Bear 100 recap
I've been home from my road trip to Utah for a week. Resting and processing the experience. It's time for a recap while the memories are fresh.
At 10:45 am on September 27, after 28 hours and 45 minutes time elapsed, and 75 miles, I quit the Bear 100 race. I thought I had enough energy to make it to the next aid station, Gibson Basin, but I wasn't going to be able to beat the 12:45 pm cut-off time there, and since that aid station wasn't accessible to crews, I would be dependent on the race team for extraction. It seemed best to stop at Beaver Mountain.

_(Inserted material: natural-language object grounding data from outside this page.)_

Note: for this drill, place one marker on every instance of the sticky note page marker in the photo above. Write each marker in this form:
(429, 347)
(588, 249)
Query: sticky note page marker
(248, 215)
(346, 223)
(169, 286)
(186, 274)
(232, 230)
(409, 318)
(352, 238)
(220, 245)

By distance and time, that was my biggest effort ever. I'm partly disappointed, partly satisfied. Disappointed that I didn't finish, after a promising start, but satisfied that I kept going through season-long adversity to get to the starting line, and kept going through race day adversity to get to 75 miles. In the end, I wasn't in good enough form to finish. An essential piece of fitness was missing.
Recap
Summary.
What I lacked at the Bear 100 this year was fatigue resistance and muscular endurance. Although I started well, my pace degraded too quickly over time. In the past, like in 2021 and 2023, I've developed fatigue resistance with big mountain training blocks. 260 miles and 40,000+ feet D+ in a month, twice. This year, I couldn't do nearly that much peak volume.